Hi Puming,

this all sounds like good points to move the project forward and I would very much appreciate any of your contributions. Indeed the only reasons why I didn't commence to go further with this yet, is that so far it was good enough for its current purpose and that the other projects drain all my development resources. But since recently I have reserved some hours per week for various open source projects, so I can try and help a bit here and there (but some others, like DDOX and vibenews unfortunately also need to fit into that schedule).

To your suggestions, I would add one additional thing that has a relatively high priority: The comment system needs to get a spam filter (e.g. using antispam) and a better editing UI, as well as proper e-mail notifications for commenters. Such a comment system could then also be nicely reused for the new Phobos documentation instead of Disqus.

But by checking out the project I found that some of the things are lacking for a personal blog engine as compared to ghost:

  1. no style. I would be nice to have a default style.

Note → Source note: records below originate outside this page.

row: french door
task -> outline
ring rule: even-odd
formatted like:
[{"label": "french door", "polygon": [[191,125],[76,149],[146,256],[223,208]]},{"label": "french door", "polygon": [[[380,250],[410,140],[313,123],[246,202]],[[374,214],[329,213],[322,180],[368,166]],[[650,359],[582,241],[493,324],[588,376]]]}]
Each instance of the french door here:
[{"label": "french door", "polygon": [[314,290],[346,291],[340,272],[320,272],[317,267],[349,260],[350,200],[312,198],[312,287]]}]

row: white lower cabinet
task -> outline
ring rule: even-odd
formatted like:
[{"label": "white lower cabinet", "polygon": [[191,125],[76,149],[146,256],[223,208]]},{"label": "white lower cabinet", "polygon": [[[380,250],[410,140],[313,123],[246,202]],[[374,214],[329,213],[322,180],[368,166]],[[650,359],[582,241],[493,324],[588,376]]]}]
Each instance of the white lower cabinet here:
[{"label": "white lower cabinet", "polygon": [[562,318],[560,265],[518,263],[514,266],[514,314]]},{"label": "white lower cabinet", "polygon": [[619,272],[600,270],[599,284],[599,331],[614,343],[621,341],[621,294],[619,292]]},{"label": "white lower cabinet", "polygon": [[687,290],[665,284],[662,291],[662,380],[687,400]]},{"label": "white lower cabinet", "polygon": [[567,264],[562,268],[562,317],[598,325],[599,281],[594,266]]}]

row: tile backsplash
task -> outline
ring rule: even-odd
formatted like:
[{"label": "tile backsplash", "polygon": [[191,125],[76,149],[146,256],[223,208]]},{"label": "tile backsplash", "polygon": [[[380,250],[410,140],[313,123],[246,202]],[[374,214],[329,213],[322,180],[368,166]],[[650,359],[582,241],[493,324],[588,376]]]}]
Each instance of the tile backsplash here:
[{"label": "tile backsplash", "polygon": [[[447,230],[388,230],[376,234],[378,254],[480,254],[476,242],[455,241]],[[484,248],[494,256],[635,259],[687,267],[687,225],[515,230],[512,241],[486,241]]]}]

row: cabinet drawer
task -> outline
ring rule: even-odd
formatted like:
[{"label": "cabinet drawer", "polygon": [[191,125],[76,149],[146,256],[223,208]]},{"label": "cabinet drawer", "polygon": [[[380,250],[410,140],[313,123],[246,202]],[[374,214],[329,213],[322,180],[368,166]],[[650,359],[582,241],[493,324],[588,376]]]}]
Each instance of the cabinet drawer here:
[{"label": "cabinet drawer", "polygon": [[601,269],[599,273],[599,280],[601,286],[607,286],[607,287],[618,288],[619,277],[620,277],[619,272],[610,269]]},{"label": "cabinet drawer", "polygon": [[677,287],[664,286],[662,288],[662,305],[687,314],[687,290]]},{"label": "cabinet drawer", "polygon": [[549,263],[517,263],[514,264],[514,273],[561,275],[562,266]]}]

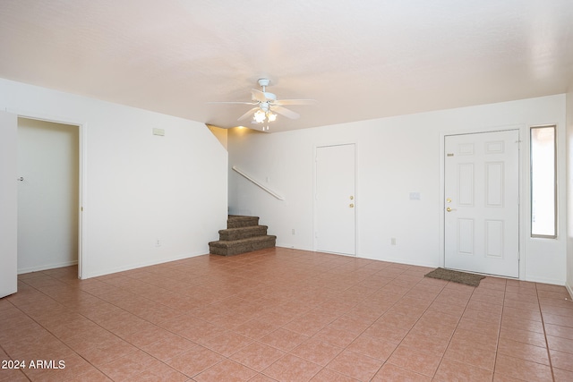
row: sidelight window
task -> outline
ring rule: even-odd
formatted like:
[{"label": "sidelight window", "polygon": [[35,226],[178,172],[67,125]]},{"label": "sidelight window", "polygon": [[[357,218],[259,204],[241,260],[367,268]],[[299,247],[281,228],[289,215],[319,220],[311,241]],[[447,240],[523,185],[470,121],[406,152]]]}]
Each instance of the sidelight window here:
[{"label": "sidelight window", "polygon": [[531,128],[531,236],[557,237],[555,126]]}]

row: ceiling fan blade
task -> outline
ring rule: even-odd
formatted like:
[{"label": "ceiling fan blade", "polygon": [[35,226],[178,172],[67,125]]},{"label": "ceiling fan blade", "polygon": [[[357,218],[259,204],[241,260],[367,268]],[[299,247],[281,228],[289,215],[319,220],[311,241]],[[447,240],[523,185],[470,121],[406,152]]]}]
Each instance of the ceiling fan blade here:
[{"label": "ceiling fan blade", "polygon": [[248,112],[246,112],[245,114],[244,114],[243,115],[241,115],[237,121],[242,121],[244,119],[246,119],[247,117],[249,117],[251,115],[254,114],[254,112],[256,112],[257,110],[259,110],[259,107],[253,107],[251,110],[249,110]]},{"label": "ceiling fan blade", "polygon": [[278,99],[273,102],[273,105],[314,105],[316,99]]},{"label": "ceiling fan blade", "polygon": [[292,110],[288,110],[287,108],[276,104],[270,106],[270,110],[281,115],[285,115],[286,117],[290,119],[297,119],[299,116],[301,116],[298,113],[295,113]]},{"label": "ceiling fan blade", "polygon": [[236,105],[258,105],[258,102],[242,102],[242,101],[220,101],[220,102],[208,102],[207,104],[220,105],[220,104],[236,104]]},{"label": "ceiling fan blade", "polygon": [[251,89],[251,94],[252,95],[252,100],[257,100],[259,102],[267,102],[267,96],[261,90],[257,90],[256,89]]}]

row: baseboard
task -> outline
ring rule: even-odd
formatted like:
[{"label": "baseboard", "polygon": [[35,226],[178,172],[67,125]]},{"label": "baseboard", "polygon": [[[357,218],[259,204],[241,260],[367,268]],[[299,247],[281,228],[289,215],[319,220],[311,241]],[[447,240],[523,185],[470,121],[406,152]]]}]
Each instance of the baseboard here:
[{"label": "baseboard", "polygon": [[38,267],[30,267],[18,269],[18,275],[22,275],[24,273],[30,273],[30,272],[39,272],[42,270],[55,269],[55,268],[64,267],[71,267],[75,265],[78,265],[78,260],[65,261],[63,263],[56,263],[56,264],[46,264],[46,265],[41,265]]},{"label": "baseboard", "polygon": [[179,256],[174,256],[173,258],[162,259],[159,259],[159,260],[145,261],[145,262],[137,263],[137,264],[130,264],[130,265],[126,265],[126,266],[124,266],[124,267],[115,267],[115,268],[106,269],[106,270],[99,271],[99,272],[89,273],[83,278],[83,280],[88,279],[88,278],[91,278],[91,277],[98,277],[100,276],[112,275],[114,273],[118,273],[118,272],[124,272],[124,271],[127,271],[127,270],[138,269],[138,268],[144,267],[150,267],[150,266],[156,266],[156,265],[158,265],[158,264],[165,264],[165,263],[168,263],[168,262],[171,262],[171,261],[183,260],[184,259],[194,258],[196,256],[202,256],[202,255],[209,255],[209,250],[208,250],[207,253],[205,253],[204,250],[201,250],[201,251],[197,252],[197,253],[185,253],[185,254],[179,255]]}]

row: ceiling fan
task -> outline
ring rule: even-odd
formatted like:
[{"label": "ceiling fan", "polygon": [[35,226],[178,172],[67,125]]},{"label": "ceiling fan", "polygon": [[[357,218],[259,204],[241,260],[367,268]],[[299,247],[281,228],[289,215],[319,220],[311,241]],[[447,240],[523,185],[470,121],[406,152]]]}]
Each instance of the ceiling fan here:
[{"label": "ceiling fan", "polygon": [[[253,89],[251,90],[251,102],[216,102],[218,104],[242,104],[252,105],[251,110],[241,115],[237,121],[243,121],[252,116],[252,123],[270,123],[277,119],[277,115],[284,115],[290,119],[297,119],[300,115],[292,110],[284,107],[285,105],[311,105],[315,103],[314,99],[277,99],[277,96],[267,91],[267,87],[270,83],[270,80],[261,78],[259,79],[259,85],[261,90]],[[263,130],[269,130],[269,126],[263,127]]]}]

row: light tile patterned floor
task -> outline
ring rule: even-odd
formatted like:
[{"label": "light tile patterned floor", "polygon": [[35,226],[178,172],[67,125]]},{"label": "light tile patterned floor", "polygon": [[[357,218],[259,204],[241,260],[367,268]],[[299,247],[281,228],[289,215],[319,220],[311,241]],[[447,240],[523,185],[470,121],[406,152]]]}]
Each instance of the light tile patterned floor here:
[{"label": "light tile patterned floor", "polygon": [[430,270],[276,248],[21,275],[0,300],[0,360],[26,369],[0,381],[573,380],[564,287]]}]

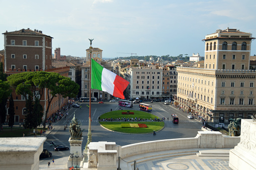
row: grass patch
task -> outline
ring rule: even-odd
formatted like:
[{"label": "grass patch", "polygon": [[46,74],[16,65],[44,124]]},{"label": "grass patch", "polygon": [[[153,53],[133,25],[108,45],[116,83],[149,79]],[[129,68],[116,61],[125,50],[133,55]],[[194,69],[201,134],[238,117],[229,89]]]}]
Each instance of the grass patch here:
[{"label": "grass patch", "polygon": [[[43,128],[37,128],[37,135],[40,135],[41,130]],[[34,136],[33,129],[23,129],[22,127],[13,127],[13,130],[11,130],[10,127],[4,127],[4,130],[0,132],[0,137],[23,137],[23,133],[25,136]]]},{"label": "grass patch", "polygon": [[[134,115],[122,115],[122,112],[130,111],[134,112]],[[110,130],[126,133],[153,133],[153,131],[157,131],[162,129],[164,126],[163,122],[152,122],[149,120],[150,119],[154,119],[158,117],[150,113],[140,111],[134,110],[120,110],[114,111],[106,113],[100,116],[102,119],[117,119],[122,118],[133,118],[135,119],[148,119],[148,121],[100,121],[100,123],[105,128]],[[138,124],[139,128],[131,128],[130,124],[136,123]],[[144,125],[143,125],[144,124]],[[124,128],[125,127],[125,128]]]},{"label": "grass patch", "polygon": [[[105,128],[110,130],[126,133],[153,133],[153,131],[157,131],[161,130],[164,126],[163,122],[139,122],[141,124],[145,124],[147,128],[134,128],[130,127],[129,122],[100,122],[101,124]],[[127,125],[124,125],[127,124]],[[129,126],[127,128],[122,128],[123,126]]]}]

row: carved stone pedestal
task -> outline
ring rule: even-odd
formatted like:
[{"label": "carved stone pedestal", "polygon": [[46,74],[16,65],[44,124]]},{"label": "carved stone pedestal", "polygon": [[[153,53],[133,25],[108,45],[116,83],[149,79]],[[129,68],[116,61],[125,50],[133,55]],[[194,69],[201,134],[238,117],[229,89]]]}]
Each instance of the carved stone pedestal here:
[{"label": "carved stone pedestal", "polygon": [[229,167],[233,169],[255,169],[256,167],[256,122],[242,119],[241,141],[229,151]]},{"label": "carved stone pedestal", "polygon": [[[83,137],[81,138],[81,140],[72,139],[71,137],[69,138],[68,142],[70,145],[70,154],[73,153],[73,158],[71,157],[71,155],[69,155],[68,160],[67,161],[67,167],[73,166],[76,169],[76,164],[77,164],[77,169],[80,169],[78,167],[80,167],[80,163],[82,160],[82,142]],[[76,157],[79,156],[78,158]],[[77,164],[76,164],[77,163]]]}]

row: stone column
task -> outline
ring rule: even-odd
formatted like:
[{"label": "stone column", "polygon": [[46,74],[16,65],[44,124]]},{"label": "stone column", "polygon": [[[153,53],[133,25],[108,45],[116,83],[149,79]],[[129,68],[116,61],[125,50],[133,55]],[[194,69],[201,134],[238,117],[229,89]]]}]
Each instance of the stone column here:
[{"label": "stone column", "polygon": [[[80,163],[81,161],[82,160],[82,142],[83,137],[81,138],[80,140],[76,139],[72,139],[71,137],[69,138],[68,142],[70,145],[70,154],[73,153],[73,158],[71,157],[71,155],[69,155],[68,160],[67,161],[67,167],[72,166],[72,162],[73,162],[73,166],[74,168],[76,167],[76,160],[77,162],[77,167],[80,167]],[[75,156],[79,156],[77,158]],[[72,160],[73,159],[73,161]],[[78,168],[78,169],[79,169]]]}]

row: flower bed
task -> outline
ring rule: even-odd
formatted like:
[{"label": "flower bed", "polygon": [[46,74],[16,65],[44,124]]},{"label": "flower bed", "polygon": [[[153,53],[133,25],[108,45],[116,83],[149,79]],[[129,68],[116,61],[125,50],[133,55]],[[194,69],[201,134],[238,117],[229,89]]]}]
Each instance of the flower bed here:
[{"label": "flower bed", "polygon": [[134,112],[122,112],[122,115],[134,115]]}]

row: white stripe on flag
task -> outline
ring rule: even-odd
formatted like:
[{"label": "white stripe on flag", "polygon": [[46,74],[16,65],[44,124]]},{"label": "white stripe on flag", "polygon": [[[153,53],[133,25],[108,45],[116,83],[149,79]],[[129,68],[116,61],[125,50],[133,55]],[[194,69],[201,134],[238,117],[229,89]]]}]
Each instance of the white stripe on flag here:
[{"label": "white stripe on flag", "polygon": [[103,68],[101,77],[101,87],[103,91],[107,92],[113,95],[115,87],[114,81],[115,81],[116,75],[117,74],[114,72]]}]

Agreed, this is probably the most notable thing that is currently missing. A possibility to switch between different styles using the management page would also be nice.

  1. sparse documentation.
  2. no binary download.

We finally have a good CI server running, which I could use now to automatically upload binaries for various platforms (similar to DUB). This is something that I could start to tackle over the next weeks, possibly together with a little home page (e.g. at vibelog.vibed.org).

  1. dependency on mongodb. I'd also like that posts could be saved into files (like jekyll & github blogs) or simple dbs like sqlite.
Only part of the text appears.